Pero Travis ya no vio esa mueca. Travis solo veía cómo el mundo se había abierto bajo sus pies. Cómo perdía lo que llevaba solo unas horas siendo suyo. Había querido a una mujer por primera vez en sus veinticinco años de vida. La amaba y presentía que la amaría para siempre.

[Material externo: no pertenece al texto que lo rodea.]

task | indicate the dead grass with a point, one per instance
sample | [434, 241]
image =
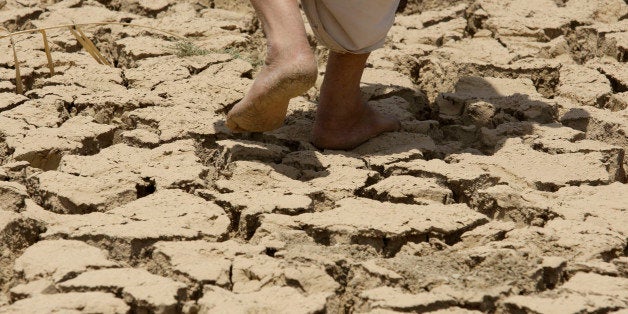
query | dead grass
[184, 48]
[75, 29]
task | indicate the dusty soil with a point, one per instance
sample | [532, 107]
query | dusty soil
[122, 191]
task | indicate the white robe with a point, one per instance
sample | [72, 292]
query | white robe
[351, 26]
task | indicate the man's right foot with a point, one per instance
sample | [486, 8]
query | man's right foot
[286, 75]
[345, 133]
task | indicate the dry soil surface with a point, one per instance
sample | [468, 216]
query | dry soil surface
[121, 190]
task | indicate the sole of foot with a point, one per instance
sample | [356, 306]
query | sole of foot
[337, 135]
[265, 106]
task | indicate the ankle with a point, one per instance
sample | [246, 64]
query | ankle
[286, 51]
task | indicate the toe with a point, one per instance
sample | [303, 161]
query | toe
[233, 126]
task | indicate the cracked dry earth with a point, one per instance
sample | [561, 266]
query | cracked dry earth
[121, 190]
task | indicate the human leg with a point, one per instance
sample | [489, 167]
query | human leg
[343, 120]
[290, 69]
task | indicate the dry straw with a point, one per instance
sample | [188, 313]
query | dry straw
[75, 30]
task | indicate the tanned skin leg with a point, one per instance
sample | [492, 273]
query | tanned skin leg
[343, 120]
[290, 69]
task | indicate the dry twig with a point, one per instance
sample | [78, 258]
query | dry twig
[76, 31]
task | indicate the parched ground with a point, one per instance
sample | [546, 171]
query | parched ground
[121, 191]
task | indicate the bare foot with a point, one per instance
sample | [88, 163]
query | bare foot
[333, 132]
[285, 76]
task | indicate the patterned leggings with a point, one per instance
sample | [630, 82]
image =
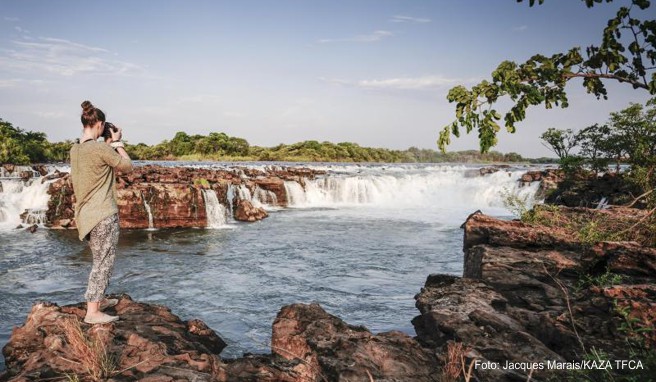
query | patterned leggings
[103, 241]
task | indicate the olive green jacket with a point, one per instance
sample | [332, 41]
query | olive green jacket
[94, 183]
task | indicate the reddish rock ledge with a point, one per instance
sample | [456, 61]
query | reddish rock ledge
[150, 343]
[176, 196]
[532, 295]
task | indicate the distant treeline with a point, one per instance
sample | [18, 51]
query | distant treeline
[22, 147]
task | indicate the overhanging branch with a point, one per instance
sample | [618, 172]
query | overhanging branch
[635, 83]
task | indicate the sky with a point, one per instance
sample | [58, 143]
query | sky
[373, 72]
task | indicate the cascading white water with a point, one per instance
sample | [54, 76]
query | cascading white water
[151, 224]
[28, 198]
[445, 188]
[265, 198]
[230, 195]
[216, 212]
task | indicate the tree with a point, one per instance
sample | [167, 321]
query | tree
[626, 54]
[561, 142]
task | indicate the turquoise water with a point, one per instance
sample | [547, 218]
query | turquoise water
[361, 254]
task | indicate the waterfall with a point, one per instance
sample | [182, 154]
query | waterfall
[23, 202]
[265, 198]
[151, 225]
[231, 199]
[445, 187]
[216, 212]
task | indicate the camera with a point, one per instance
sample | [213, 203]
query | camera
[107, 133]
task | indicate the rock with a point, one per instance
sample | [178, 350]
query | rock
[532, 293]
[624, 258]
[41, 169]
[331, 350]
[588, 191]
[471, 312]
[246, 212]
[26, 175]
[277, 187]
[175, 195]
[149, 343]
[481, 229]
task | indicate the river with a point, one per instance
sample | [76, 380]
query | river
[360, 241]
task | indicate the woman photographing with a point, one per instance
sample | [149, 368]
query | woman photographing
[93, 166]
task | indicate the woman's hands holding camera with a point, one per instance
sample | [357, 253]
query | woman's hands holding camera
[116, 134]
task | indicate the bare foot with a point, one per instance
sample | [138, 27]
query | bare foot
[99, 318]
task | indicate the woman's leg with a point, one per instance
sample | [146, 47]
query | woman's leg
[103, 241]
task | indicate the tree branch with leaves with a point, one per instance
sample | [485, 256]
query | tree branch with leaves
[626, 54]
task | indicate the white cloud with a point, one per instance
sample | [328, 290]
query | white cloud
[401, 83]
[13, 82]
[64, 58]
[409, 19]
[371, 37]
[52, 114]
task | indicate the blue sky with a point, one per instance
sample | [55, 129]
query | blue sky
[374, 72]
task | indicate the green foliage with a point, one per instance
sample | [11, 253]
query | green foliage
[23, 147]
[518, 206]
[20, 147]
[626, 54]
[561, 142]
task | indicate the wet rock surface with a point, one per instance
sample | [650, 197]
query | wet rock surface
[175, 195]
[536, 294]
[152, 344]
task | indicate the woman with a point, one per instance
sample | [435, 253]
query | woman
[96, 214]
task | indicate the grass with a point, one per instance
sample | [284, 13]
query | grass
[89, 351]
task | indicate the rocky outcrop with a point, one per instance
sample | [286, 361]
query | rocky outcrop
[589, 190]
[331, 350]
[150, 343]
[533, 294]
[246, 212]
[174, 197]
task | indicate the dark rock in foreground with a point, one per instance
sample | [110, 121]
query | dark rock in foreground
[150, 343]
[532, 294]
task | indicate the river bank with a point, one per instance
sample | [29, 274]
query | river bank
[501, 270]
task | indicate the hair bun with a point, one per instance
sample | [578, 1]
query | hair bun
[87, 106]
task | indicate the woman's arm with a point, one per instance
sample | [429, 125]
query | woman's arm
[117, 157]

Dos certezas lo golpearon más fuerte de lo que nunca lo había hecho un defensa en la cancha: estaba enamorado de Emily, y jamás podrían estar juntos.
—Emily, acabo de recordar que tengo que irme. Lo siento.
Huyó. Huyó como el cobarde que era. Huyó como su hermano Parker había huido, siete años atrás, del lugar donde había atropellado a una chica de catorce años que soñaba con ser bailarina.